Juicing Big Data: Startup Builds GPU Database to Visualize the World on Twitter
What may be the most audacious demo at this week’s Supercomputing 2013 show traces its beginnings to a juice bar in rural Syria.
Map-D, a startup based in Cambridge, Mass., has built a high-speed GPU in-memory database and geospatial visualization tool that can track more than a billion tweets worldwide – and provide real-time interactive visual analysis of an almost boundless number of socio-economic queries.
Located within NVIDIA’s show booth, beside the heavily trafficked open-plan lecture hall, the Map-D demo – the name is a reference to “massively parallel database” – is drawing a steady stream of curious visitors.

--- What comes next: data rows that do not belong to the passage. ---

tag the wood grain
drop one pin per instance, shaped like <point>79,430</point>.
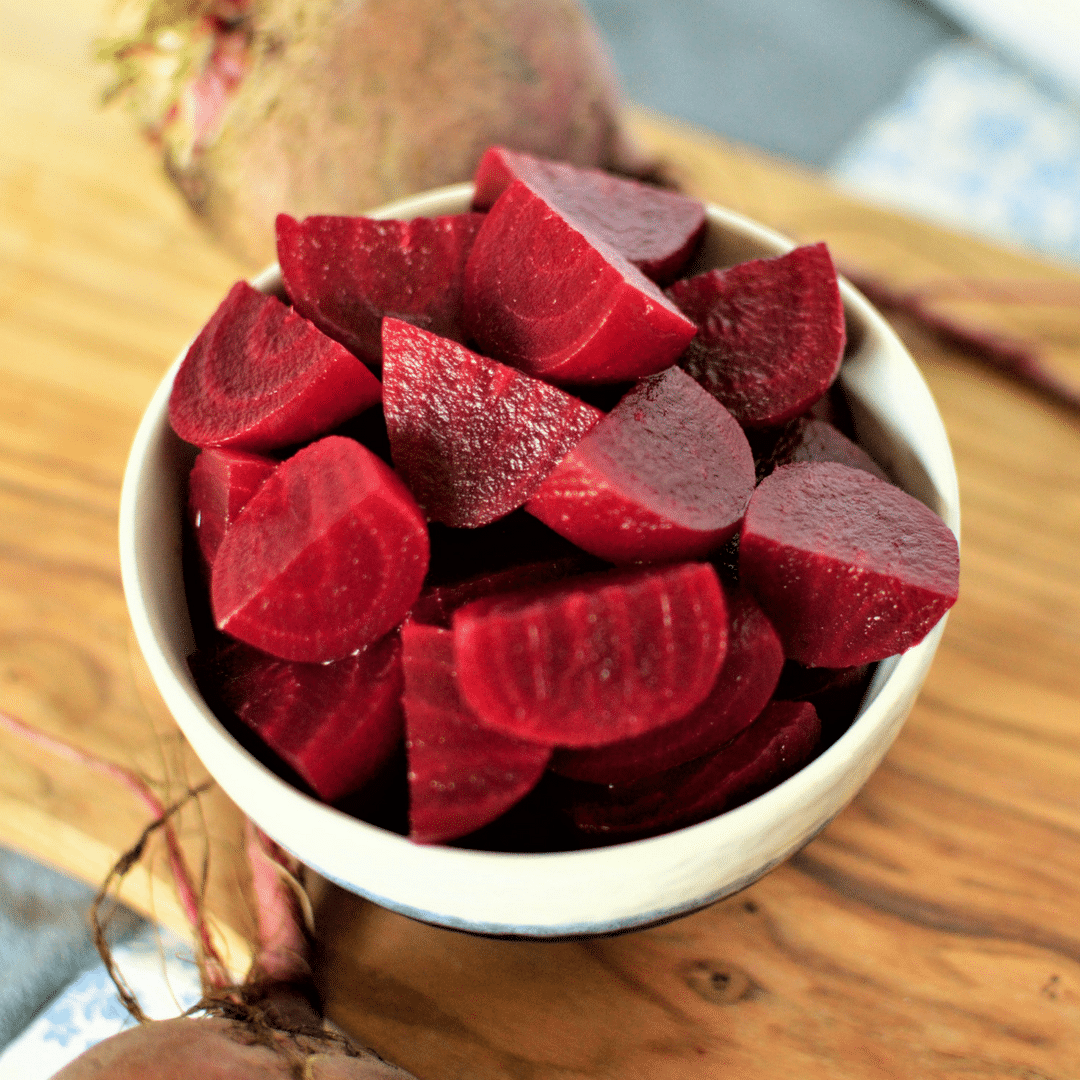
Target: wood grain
<point>932,930</point>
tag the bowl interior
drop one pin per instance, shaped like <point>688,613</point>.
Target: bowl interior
<point>565,893</point>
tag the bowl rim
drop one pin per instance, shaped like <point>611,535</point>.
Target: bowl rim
<point>821,788</point>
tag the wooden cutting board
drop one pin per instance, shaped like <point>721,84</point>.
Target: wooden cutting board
<point>932,931</point>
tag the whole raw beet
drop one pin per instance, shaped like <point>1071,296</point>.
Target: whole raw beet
<point>336,106</point>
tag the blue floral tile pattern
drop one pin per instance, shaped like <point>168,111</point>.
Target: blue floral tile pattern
<point>975,145</point>
<point>159,969</point>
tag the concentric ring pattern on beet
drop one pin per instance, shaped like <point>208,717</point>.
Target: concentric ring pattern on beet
<point>518,529</point>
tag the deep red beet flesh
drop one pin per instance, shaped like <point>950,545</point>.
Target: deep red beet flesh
<point>771,334</point>
<point>848,568</point>
<point>461,774</point>
<point>596,659</point>
<point>345,273</point>
<point>666,474</point>
<point>259,377</point>
<point>656,230</point>
<point>543,296</point>
<point>328,556</point>
<point>472,437</point>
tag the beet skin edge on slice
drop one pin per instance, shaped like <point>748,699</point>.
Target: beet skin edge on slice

With a few mouse clicks, they can instantaneously track the movement of a flu bug across southern U.S. states, building a heat map showing when and where the word “flu” was tweeted over a period of weeks. Or they can track tweets commenting on the relentless sweep of Typhoon Haiyan across the South China Sea, even revealing embedded video links showing the storm’s force at different hours along the way. Political sentiment – say, the response to a President Obama speech – can be tracked in milliseconds.
This big data application – which draws on the parallel processing power of GPUs to accelerate analysis by 70 to 1,000 times beyond that offered by a CPU – was created by a pair of self-trained technologists with social-science backgrounds and a taste for distant corners of the globe.

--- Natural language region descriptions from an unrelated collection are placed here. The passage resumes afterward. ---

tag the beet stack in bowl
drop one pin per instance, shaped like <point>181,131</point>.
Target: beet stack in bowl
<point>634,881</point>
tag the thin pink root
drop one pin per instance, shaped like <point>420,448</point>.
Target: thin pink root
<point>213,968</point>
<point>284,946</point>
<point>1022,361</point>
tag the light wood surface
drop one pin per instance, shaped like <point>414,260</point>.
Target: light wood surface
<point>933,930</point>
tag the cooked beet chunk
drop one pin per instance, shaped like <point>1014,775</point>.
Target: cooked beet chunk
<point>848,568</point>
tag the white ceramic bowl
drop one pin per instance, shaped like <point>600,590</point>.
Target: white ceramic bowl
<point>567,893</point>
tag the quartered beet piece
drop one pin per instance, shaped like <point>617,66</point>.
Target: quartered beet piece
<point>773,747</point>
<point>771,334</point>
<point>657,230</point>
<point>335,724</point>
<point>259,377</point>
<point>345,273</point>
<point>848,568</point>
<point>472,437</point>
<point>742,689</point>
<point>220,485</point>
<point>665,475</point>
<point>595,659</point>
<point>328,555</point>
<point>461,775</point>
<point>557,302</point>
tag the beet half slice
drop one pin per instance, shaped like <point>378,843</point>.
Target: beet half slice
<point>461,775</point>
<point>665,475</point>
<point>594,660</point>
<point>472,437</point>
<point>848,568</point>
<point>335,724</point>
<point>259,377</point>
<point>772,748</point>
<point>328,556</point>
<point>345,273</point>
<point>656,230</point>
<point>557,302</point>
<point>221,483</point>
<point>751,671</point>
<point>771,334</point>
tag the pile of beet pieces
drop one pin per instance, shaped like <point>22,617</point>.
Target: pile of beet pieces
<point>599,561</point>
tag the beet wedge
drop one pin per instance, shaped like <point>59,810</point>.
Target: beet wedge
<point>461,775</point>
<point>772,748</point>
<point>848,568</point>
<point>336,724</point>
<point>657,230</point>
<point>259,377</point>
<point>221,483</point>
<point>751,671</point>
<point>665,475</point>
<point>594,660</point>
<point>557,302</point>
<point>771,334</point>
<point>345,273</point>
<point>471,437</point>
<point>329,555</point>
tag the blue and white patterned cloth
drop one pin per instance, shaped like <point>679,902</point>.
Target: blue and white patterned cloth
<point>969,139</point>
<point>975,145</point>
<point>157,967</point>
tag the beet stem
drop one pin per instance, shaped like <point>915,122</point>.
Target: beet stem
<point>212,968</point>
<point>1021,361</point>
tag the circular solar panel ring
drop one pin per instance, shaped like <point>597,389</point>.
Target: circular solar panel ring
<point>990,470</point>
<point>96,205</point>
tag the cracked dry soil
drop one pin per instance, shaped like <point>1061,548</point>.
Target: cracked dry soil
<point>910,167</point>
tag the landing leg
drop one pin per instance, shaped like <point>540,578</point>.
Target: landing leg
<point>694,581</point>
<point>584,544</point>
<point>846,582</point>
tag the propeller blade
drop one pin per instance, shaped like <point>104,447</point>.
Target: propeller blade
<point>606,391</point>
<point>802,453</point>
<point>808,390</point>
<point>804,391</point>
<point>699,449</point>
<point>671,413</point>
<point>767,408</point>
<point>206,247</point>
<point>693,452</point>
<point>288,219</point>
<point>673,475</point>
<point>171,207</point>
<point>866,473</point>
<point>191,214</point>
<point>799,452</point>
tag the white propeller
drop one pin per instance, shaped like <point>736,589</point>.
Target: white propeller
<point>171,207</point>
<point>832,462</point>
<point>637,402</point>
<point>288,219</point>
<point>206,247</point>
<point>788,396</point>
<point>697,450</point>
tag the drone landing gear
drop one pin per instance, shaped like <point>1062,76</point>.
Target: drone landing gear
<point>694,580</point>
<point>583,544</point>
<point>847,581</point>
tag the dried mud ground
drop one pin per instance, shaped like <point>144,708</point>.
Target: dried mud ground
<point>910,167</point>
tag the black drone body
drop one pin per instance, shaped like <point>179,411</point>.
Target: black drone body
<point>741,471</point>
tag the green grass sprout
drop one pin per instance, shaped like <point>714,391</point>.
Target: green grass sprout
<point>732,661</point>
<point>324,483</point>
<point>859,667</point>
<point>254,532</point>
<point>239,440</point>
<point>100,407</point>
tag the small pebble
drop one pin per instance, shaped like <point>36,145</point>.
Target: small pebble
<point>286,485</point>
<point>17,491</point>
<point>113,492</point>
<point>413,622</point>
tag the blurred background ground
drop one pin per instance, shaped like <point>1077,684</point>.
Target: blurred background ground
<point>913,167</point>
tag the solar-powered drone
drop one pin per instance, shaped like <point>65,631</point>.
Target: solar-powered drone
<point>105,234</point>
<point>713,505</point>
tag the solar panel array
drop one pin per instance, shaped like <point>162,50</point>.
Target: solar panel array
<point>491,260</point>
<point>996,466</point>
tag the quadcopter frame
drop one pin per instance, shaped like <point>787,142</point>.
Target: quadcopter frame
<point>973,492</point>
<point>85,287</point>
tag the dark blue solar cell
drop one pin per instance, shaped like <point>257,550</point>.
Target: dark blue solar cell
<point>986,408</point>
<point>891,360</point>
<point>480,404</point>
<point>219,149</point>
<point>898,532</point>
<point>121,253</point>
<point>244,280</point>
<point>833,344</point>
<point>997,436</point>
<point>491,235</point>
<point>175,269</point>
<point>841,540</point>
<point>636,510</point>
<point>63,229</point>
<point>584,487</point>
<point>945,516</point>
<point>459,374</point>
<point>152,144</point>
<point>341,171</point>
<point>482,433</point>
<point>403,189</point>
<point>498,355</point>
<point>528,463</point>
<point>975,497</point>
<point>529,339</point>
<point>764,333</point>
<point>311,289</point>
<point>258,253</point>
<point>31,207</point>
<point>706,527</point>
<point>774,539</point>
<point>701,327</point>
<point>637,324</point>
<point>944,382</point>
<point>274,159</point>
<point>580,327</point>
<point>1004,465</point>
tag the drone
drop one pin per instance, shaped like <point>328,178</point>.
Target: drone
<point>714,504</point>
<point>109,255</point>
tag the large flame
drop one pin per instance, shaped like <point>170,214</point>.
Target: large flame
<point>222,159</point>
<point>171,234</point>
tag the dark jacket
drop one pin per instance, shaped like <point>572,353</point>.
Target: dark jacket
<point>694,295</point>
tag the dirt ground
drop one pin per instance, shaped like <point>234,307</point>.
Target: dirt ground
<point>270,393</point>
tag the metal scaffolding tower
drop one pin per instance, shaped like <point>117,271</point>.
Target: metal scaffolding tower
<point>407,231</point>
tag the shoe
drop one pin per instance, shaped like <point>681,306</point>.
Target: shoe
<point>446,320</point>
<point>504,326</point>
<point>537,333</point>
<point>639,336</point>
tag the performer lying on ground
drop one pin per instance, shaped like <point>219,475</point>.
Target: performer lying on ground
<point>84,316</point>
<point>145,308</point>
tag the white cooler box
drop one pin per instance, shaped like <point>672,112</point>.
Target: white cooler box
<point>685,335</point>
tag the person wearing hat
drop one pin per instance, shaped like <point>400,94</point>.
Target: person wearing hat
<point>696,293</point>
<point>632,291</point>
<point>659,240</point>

Their wanderlust caused them to cross paths in the least likely of settings – a far-flung refreshment stand in Syria where they bonded over pomegranate juice – before finding themselves in the same Middle Eastern Law class at Harvard, where they were both graduate students.
Todd Mostak, now 30, came to the work when he was seeking to find relationships among 40 million tweets sent during the Egyptian Spring uprising for his master’s in Middle Eastern Studies. Todd started the project while auditing a database class next door at MIT. Australian co-founder Tom Graham, now 29, a capital markets lawyer previously practicing in Hong Kong, had lived snug alongside China’s North Korean border studying civil disobedience before returning to Harvard Law School to research big data and internet-related law reform issues.

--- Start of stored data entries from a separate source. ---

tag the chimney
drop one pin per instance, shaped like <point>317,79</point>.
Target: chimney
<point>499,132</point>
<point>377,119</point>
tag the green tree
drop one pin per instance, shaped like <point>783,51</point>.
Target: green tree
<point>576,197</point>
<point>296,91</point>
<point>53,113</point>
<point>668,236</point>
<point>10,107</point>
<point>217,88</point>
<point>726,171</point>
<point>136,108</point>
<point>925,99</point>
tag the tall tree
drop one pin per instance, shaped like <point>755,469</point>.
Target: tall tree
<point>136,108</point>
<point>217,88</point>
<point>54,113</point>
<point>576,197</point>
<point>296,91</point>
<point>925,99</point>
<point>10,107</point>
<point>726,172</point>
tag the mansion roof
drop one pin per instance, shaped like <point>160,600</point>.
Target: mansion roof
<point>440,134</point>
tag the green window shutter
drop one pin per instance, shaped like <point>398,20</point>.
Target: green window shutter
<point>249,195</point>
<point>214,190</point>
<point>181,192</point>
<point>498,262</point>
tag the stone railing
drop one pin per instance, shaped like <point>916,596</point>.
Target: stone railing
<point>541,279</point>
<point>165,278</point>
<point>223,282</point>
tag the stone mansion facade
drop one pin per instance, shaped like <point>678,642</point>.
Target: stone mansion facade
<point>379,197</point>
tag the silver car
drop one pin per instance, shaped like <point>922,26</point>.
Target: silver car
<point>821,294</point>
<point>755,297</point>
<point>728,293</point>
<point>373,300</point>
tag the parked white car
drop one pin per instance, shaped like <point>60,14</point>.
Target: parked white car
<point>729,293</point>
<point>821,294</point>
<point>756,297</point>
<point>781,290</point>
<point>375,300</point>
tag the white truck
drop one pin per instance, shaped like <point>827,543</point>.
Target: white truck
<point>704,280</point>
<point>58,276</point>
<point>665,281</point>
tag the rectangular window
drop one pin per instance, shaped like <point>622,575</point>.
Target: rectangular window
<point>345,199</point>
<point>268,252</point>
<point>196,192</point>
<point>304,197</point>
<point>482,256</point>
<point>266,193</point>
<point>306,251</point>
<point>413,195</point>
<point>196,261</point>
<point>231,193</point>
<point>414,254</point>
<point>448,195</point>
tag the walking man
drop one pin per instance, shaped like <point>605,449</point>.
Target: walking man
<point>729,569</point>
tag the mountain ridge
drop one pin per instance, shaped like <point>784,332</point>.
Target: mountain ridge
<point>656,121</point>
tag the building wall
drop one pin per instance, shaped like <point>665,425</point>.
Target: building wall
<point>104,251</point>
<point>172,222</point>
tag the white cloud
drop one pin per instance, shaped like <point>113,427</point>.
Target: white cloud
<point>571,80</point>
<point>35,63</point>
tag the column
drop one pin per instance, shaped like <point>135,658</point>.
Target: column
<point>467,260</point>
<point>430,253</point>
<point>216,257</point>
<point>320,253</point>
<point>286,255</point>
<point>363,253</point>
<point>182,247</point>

As Todd dug further into his analysis, he built a GPU-powered database to instantly crunch complex spatial and census data. First exposed to GPUs when he taught himself OpenGL to make iPhone apps as a hobby, he then learned CUDA, using standard gaming GPUs, which crunched data dramatically faster than CPU-based systems.
The Map-D system now uses NVIDIA’s freshly launched Tesla K40 GPUs, whose massive 12GB of memory unleashes extraordinary speed. The Map-D in-memory column store database is fully integrated into the memory on multiple GPUs and clusters and is powerful enough to query billions of data points and interactively visualize the results in just milliseconds.
Mostak and Graham’s demo at SC13 is focusing on tweets because of the easy availability of the data. But Map-D’s SQL database works equally well with any kind of massive data set.
Still comprising just its two hard-running cofounders, but with more engineering chops on the way, Map-D is beginning to engage in a range of commercial efforts that complement its usability for social researchers.
Among them are business intelligence efforts involving U.S. government contracts, work for the Saudi government seeking to prevent mishaps among the many millions who make the annual Haj pilgrimage to Mecca, and helping social media companies track marketing opportunities.
Another project involves Major League Baseball, which is looking to provide more vivid graphics for millions of fans. One challenge involves creating a heat map that shows, precisely, where each of the many thousands of pitches thrown in a major league hurler’s career have tended to land in the strike zone.
Looks like Mostak and Graham have already thrown a few strikes of their own.